Forex Signals Brief July 7: All Eyes on the NFP After Yesterday’s ADP Employment
Yesterday’s Market Wrap
Yesterday traders were focused on the OPEC meeting and US JOLTS job openings, which were expected to fall below 10 million, which they did. Although the highlight came from other data, which showed that the US economy continues to experience strong growth. The ADP jobs report was surprisingly robust, suggesting that the non-farm payrolls report today might also beat expectations for the 15th consecutive month. In addition, the ISM services index showed strength, indicating that the consumer is strong and the possibility of further rate hikes by the FED.
Initially, the bond market reacted negatively, with 2-year yields reaching 5.15%, surpassing the previous high in March. However, they eventually closed just below 5%, indicating that the market may be cautious or skeptical ahead of the non-farm payrolls report and next week’s CPI data. The US dollar initially strengthened but later retraced its gains against the Euro and the GBP as these currencies demonstrated resilience. On the other hand, commodity currencies, such as the CAD, had limited upward movement, with some experiencing minimal gains within a 20-pip range, while others, like the CAD, did not see any significant bounce at all.

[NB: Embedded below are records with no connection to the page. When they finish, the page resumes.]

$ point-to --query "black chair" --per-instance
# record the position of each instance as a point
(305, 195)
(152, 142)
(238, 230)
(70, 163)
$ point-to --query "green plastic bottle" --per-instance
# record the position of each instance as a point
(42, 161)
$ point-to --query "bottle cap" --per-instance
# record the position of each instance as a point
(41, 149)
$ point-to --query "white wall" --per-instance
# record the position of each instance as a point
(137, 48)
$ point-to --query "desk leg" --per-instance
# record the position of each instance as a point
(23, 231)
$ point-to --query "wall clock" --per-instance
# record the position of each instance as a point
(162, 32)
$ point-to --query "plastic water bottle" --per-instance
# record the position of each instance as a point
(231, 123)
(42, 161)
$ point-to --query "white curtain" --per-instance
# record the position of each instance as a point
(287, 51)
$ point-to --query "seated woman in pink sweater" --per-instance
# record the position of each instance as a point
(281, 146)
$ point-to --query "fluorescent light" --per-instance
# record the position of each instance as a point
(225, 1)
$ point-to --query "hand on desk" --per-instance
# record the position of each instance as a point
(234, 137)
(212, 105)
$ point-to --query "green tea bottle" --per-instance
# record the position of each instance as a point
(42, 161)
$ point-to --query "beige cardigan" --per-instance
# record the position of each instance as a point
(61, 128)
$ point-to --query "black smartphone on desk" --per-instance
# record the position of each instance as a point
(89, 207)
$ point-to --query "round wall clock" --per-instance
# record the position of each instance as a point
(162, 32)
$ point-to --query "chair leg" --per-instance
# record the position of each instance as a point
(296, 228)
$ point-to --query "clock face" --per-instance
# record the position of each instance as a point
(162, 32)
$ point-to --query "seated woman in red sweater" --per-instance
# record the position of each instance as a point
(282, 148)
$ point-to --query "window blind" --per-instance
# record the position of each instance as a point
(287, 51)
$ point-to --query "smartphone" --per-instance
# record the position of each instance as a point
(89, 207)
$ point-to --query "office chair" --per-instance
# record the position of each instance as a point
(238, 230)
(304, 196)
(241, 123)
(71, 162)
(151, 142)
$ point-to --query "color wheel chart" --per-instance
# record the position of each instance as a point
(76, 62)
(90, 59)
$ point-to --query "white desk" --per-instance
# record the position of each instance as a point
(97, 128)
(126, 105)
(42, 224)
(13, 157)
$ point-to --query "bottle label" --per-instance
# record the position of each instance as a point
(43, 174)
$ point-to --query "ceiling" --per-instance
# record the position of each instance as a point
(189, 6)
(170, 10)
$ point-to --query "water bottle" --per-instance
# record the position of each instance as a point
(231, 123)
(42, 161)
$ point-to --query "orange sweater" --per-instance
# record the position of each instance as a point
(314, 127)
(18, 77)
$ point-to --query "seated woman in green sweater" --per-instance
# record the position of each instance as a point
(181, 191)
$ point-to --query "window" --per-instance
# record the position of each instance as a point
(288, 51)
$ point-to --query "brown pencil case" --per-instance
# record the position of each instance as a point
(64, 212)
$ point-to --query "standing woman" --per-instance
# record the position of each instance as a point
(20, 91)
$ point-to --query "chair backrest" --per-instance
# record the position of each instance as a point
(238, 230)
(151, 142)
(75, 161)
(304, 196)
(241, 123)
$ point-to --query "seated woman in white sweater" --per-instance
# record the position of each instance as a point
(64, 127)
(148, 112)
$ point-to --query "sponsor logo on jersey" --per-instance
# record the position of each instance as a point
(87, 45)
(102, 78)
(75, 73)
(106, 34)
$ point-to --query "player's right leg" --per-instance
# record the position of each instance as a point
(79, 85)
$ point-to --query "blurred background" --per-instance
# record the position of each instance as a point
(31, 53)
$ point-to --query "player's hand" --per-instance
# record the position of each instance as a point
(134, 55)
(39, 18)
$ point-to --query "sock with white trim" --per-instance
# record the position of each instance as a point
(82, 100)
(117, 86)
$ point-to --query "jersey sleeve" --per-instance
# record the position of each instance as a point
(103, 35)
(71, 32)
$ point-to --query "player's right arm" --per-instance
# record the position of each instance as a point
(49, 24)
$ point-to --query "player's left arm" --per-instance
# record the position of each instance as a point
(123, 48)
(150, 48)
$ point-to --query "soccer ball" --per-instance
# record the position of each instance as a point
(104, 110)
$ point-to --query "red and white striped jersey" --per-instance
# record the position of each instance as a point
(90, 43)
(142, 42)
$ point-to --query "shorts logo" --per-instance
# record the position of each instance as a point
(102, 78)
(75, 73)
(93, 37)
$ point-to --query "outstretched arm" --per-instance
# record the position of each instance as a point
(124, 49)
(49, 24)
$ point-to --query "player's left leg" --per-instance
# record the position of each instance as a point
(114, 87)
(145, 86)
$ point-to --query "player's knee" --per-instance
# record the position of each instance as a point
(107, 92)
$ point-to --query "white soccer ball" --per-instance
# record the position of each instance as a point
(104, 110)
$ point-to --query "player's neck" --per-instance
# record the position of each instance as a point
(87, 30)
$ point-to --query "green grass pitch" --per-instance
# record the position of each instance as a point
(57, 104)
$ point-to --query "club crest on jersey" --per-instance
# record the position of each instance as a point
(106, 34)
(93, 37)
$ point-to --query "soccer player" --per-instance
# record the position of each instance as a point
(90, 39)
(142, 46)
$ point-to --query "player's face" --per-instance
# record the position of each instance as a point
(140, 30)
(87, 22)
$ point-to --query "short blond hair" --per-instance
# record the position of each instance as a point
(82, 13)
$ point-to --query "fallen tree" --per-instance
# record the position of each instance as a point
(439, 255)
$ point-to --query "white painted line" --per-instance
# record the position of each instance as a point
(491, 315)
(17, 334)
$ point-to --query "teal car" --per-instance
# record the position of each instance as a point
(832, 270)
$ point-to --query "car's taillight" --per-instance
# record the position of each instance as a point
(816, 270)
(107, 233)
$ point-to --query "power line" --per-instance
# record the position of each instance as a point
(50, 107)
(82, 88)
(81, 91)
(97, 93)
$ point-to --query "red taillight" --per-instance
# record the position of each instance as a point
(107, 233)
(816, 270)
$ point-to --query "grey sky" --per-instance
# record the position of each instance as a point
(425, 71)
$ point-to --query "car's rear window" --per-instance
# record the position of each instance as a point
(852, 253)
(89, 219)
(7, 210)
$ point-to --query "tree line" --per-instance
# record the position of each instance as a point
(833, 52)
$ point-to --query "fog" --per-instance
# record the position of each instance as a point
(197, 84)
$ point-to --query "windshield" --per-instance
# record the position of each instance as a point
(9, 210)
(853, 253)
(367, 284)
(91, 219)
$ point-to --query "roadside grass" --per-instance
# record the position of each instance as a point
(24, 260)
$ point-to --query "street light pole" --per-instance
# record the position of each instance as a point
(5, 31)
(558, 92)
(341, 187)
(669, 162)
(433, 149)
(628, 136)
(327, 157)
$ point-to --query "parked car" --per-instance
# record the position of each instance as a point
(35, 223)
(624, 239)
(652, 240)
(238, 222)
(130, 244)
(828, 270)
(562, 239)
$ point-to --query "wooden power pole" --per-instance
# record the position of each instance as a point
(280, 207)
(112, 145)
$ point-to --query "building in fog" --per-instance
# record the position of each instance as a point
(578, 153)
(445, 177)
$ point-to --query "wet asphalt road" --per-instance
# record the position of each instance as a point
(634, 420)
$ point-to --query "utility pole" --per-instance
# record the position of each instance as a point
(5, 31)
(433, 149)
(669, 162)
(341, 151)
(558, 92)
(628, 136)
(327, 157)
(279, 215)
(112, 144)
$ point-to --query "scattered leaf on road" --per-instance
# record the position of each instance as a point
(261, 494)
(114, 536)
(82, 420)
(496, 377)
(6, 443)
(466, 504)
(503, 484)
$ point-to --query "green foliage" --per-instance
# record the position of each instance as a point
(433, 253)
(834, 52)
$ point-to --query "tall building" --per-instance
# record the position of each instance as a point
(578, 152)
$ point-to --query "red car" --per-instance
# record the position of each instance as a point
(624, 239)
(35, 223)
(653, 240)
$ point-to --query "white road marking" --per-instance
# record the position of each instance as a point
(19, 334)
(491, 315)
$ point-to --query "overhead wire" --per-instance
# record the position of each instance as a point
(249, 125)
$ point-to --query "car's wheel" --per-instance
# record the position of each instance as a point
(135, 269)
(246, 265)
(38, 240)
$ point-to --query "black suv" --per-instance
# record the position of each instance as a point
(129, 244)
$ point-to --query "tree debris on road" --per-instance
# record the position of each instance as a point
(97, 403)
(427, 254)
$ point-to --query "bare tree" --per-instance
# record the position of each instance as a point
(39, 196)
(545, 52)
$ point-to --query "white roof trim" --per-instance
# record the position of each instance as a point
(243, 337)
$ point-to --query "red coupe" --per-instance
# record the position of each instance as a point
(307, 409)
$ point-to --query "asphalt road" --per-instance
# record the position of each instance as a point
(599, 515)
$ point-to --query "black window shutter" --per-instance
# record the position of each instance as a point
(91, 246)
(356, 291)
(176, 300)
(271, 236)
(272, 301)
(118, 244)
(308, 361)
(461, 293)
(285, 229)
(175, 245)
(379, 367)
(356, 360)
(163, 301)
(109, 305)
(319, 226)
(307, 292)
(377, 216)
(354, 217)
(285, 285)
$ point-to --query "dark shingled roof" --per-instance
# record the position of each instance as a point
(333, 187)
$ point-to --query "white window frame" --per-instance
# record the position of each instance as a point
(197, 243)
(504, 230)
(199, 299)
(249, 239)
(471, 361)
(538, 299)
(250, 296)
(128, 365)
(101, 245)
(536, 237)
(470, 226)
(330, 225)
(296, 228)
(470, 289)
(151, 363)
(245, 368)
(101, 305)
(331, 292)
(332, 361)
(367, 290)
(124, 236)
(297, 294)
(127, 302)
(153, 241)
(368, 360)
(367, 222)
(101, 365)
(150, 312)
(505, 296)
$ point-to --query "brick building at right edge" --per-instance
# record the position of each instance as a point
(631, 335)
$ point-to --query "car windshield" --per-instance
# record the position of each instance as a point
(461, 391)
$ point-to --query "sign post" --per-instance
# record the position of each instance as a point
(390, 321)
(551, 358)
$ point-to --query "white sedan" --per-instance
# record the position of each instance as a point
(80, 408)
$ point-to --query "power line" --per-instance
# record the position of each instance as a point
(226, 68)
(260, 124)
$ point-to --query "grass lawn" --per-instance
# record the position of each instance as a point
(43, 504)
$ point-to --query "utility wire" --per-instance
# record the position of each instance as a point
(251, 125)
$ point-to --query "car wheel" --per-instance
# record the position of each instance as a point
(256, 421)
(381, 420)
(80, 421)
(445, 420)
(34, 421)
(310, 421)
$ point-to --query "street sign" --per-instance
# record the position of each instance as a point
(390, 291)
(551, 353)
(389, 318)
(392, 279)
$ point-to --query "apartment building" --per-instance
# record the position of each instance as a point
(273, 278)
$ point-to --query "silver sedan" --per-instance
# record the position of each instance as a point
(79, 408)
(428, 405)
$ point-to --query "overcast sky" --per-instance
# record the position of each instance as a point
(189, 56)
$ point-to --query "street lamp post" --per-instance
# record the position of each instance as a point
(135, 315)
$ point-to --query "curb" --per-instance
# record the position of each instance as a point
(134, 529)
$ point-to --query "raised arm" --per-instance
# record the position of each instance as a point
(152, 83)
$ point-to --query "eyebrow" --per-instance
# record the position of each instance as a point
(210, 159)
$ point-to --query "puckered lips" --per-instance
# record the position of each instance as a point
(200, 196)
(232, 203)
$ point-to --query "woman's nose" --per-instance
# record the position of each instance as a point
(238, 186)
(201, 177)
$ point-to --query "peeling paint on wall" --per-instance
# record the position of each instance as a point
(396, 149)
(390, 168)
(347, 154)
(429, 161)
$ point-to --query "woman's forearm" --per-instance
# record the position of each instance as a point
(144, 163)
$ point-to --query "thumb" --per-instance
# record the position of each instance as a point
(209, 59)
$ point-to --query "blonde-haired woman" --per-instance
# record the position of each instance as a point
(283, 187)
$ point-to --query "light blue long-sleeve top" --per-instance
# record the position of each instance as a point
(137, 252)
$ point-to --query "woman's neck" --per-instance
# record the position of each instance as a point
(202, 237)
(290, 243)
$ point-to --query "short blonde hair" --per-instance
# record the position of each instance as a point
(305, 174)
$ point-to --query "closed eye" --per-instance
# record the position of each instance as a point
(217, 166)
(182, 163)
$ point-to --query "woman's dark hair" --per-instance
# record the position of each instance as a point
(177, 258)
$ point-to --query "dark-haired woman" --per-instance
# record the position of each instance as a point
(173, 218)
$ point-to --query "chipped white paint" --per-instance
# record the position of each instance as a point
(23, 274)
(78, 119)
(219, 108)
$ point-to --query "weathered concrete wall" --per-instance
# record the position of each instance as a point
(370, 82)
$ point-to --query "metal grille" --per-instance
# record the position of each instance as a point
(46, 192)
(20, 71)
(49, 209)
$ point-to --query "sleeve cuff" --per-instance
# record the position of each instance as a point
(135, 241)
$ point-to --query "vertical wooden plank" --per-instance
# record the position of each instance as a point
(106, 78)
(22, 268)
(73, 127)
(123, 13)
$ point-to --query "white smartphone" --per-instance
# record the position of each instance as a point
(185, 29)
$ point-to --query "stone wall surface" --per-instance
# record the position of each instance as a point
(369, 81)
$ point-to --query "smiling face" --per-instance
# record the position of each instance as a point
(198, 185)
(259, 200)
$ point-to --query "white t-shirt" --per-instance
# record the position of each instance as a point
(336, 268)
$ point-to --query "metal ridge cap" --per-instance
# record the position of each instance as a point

Today’s Market Expectations
Today we have more employment reports from the US, after yesterday’s ADP Non-Farm Employment Change, Unemployment Claims and JOLTS Job Openings, which will further show the shape of the labour market. The Asian session was light regarding the data and so is the European session, but in the US session, we have the Non-Farm Employment Change which is expected to cool off by more than 100K, while the unemployment rate is expected to tick lower to 3.6%. In Canda, the unemployment rate is expected to tick higher instead to 5.3%, while new hiring is expected to turn net positive.
Forex Signals Update
Yesterday the price action was slow for most of the day apart from a few hours when the US economic data was released. The volatility returned after the ADP employment numbers and we pull several trades, all of which closed in profit, apart from the USD/CAD which we really meant as a buy trade. Then the volatility faded after that.
GOLD Takes Another Leap Down
Gold continues to make lower lows for two months, despite a weak USD. By the middle of last week, the price of Gold fell below $1,900 but swiftly reversed higher after the release of soft inflation data from the US and the formation of a doji candlestick at the bottom. Earlier this week, the price rose above $1,930 but later reversed lower after buyers failed to break the 100 SMA (green) which remains as resistance and yesterday we saw a dive to $1,903.11 after the strong ADP employment numbers.
XAU/USD – 240 minute chart
AUD/USD Resumes the Decline
AUD/USD turned bearish three weeks ago as the signs of sluggish growth in China became more evident and risk sentiment turned softer on prospects of the FED continuing to raise interest rates. Last week we saw a retrace higher, but sellers returned on Wednesday and yesterday this pair took a 90 pip dive, so we have turned bearish on this pair.
AUD/USD – 240 minute chart
Cryptocurrency Update
BITCOIN Remains Within the Range
Bitcoin has been trading in a range that ranges from around $31,000 to $31,500 after cryptocurrencies surged in June as the sentiment turned bullish in the crypto market. Yesterday, BTC/USD made a new high for the year after we saw a surge above $31,500. However, the price has encountered difficulties in holding the gains, and we saw a reversal lower, but it seems like the range is still holding for BTC.
BTC/USD – 240 minute chart
Will the 100 Daily SMA Hold As Support for ETHEREUM?
By the middle of last month there was a notable surge in cryptocurrencies, with the ETH/USD pair rising above the $1,900 level. However, it failed to reach our predetermined take-profit target and subsequently began to retreat lower. Following a period of consolidation, the price started to decline. Initially, the 50-day Simple Moving Average (SMA) provided support, but it was eventually broken. Fortunately, the decline was halted by the 200-day SMA, acting as a support level and the price bounced above all MAs again. Now we are seeing a retreat although let’s see if the 100 SMA will hold as support.